Think About It
- Jeff Olson describes people "with magnificent obsessions with brave hearts, vision and purpose." This is easy to see in Olympians. Can you think of someone from history, literature or the arts who also embodies these traits? What was the person's "magnificent obsession?"
- Pierre de Coubertin was called the Le Rénovateur ("the reviver") of the Olympic games. As Jeff Olson explains, de Coubertin believed that competitive play could improve education and focused on the Greek idea of αρετη (arete — pronounced ahr-i-tey), which is excellence in the sense of a reaching of full potential. Olson says that competition either beats you down or brings you to life. Thinking of these two ideas, what role do you think competition has in helping people find and achieve arete, and what makes competition more likely to bring you to life rather than beat you down?
- Baron de Coubertin got the idea for the motto "Citius, Altius, Fortius" (faster, higher, stronger) from a friend of his who was a principal who used it at a school athletics meeting. This type of phrase is called a hendiatris or triad, which is when three words stand for one idea. Can you think of another hendiatris (hint: Julius Caesar? The Declaration of Independence?)
- Olson argues that we are athletes in the game of life, trying to elevate our contribution to the team. In what ways does this metaphor hold true? What, then, would lead to life fitness in addition to athletic conditioning?
- In President Obama's State of the Union Address in 2011, he stressed that we would win the future by "out educating, out innovating, and outbuilding our competitors." Of these three, which do you think is most vital? Who do you see as our competitors?
- Olson mentions the idea of a "Sputnik moment" and said it was time to "get our game on." NASA says, "The launch of Sputnik changed everything." Think about a time in your life that was a "Sputnik moment" for you and led you to get your game on. This Russian stamp celebrated the launch. If you made a stamp of your Sputnik moment, what would the image be?
- In December of 1960, right after he was elected to the presidency, Sports Illustrated published an article written by John F. Kennedy titled "The Soft American." In it, he says: "This knowledge, the knowledge that the physical well-being of the citizen is an important foundation for the vigor and vitality of all the activities of the nation, is as old as Western civilization itself. But it is a knowledge which today, in America, we are in danger of forgetting." Discuss your agreement or disagreement with President Kennedy on both points: that a nation benefits from the physical fitness of its citizens and that America is in danger of forgetting this.
- Olson discusses the prevalence of diseases of lifestyle that result from poor diet and a lack of exercise, explaining that the youth of today have shorter life spans than their parents because of this. Of the things he talks about, which disease do you think is the easiest to prevent? The most difficult? If people know these diseases are caused by poor diet and inactivity, why do you think they don't make changes in their lives?
- The Milliken study on the cost of disease looked at the seven most common diseases, most of which are lifestyle diseases. The report found that if we could lower obesity rates, we could avoid $60 billion in treatment expenses and gain $254 billion in productivity. Why would obesity decrease productivity? Why is it difficult for people to see their individual role in these costs? How involved should government be in the preventative health of citizens?
- When Jeff Olson talks about speaking to a group of Mensans who by definition have high IQs, he uses this as a way to illustrate that health is a learned skill that people "must train into a habit." What is the connection between cognitive fitness and physical fitness? Do you think smart people are more or less likely to be fit?
- To get kids involved in fitness, he advocates "romancing kids into it." What do you envision that would look like? How can pop culture make fitness cool in the same way it does, for example, fashion?

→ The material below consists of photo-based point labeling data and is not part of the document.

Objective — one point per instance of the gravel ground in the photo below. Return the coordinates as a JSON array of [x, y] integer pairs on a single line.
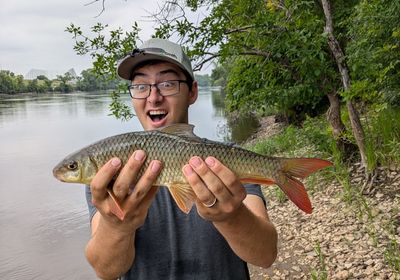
[[352, 238]]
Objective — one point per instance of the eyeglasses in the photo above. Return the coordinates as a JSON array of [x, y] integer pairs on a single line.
[[166, 88]]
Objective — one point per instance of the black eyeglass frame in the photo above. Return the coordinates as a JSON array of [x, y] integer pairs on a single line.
[[156, 86]]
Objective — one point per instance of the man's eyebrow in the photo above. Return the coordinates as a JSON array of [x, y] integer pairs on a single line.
[[169, 71], [161, 73]]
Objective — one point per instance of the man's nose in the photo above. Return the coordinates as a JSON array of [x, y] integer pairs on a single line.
[[155, 95]]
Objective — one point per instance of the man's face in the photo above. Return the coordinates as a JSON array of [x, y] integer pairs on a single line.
[[156, 110]]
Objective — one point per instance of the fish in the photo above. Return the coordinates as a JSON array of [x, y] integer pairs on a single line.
[[174, 145]]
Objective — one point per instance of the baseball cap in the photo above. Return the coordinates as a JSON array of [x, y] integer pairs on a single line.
[[159, 49]]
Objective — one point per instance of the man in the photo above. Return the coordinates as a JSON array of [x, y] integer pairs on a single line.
[[229, 224]]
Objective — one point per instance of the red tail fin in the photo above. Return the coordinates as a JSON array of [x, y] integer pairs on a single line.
[[294, 189]]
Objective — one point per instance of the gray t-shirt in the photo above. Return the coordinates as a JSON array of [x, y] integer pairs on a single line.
[[175, 245]]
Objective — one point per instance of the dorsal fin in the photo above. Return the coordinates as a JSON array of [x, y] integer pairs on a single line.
[[180, 129]]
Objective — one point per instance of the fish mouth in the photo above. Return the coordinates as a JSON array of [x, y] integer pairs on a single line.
[[157, 116]]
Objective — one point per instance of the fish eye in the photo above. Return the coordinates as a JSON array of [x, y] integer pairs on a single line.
[[72, 165]]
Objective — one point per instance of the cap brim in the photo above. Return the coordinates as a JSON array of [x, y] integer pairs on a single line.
[[126, 66]]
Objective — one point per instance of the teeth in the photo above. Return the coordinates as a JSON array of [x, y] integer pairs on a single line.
[[158, 112]]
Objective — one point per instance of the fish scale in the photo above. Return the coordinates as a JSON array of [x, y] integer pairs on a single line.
[[174, 145]]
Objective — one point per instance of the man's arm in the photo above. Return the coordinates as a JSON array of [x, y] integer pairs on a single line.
[[241, 219], [111, 249]]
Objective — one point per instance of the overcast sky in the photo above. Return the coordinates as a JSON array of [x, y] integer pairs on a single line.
[[32, 31]]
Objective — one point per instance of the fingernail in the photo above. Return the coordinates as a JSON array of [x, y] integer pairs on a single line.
[[195, 162], [187, 170], [115, 162], [155, 166], [139, 155], [210, 161]]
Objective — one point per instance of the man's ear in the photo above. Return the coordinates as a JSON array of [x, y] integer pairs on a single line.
[[193, 93]]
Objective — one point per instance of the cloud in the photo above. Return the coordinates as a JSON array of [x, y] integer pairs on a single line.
[[33, 32]]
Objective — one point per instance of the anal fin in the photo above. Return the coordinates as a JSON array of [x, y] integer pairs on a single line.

- Olson discusses the 1994 Lillehammer games as an example of an Olympics that found its "why" or arete in the environment in a way that carries over to this day, and suggests that the United States could use an Olympics bid to help us get our game on by using the Olympics as motivation to reduce trends of chronic disease. The word he uses is "steward" — that we could steward health into the games. What does it mean to you to be a steward of something? How does that connect to health? To the Olympics? To arete?
- Dan Jansen's falls in two games didn't stop him from trying again, and in his third attempt he won gold. What makes some people give up while some keep going? What is the relationship between knowing your "why" and trying again in the face of failure?

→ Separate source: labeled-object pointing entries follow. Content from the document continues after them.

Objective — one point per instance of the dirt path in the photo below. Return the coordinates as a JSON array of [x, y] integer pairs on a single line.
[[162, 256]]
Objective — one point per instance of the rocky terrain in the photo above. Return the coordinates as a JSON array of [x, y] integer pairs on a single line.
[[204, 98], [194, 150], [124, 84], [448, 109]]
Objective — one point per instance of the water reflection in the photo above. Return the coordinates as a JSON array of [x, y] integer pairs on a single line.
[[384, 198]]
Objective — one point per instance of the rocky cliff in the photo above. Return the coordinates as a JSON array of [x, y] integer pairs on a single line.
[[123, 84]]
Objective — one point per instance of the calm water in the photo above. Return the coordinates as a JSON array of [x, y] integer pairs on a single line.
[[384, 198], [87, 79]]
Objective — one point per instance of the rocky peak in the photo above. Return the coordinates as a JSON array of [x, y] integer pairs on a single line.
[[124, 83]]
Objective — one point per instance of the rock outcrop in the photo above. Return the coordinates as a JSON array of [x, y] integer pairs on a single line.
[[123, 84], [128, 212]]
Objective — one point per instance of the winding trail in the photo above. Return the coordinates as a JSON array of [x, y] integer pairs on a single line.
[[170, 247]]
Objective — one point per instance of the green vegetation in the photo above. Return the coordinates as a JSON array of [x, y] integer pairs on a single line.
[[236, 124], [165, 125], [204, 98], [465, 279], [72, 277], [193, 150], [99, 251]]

- This talk was given prior to the bid submission for the 2022 games. The United States ended up not submitting a bid for those games. The following cities did: Krakow, Poland; Oslo, Norway; Almaty, Kazakhstan; Lviv, Ukraine; Beijing, China. Of those cities, which do you think would be the best choice of a city that has an Olympic "why" and what do you think that "why" is? Is it important for an Olympics to have a "why" in addition to simply hosting the games?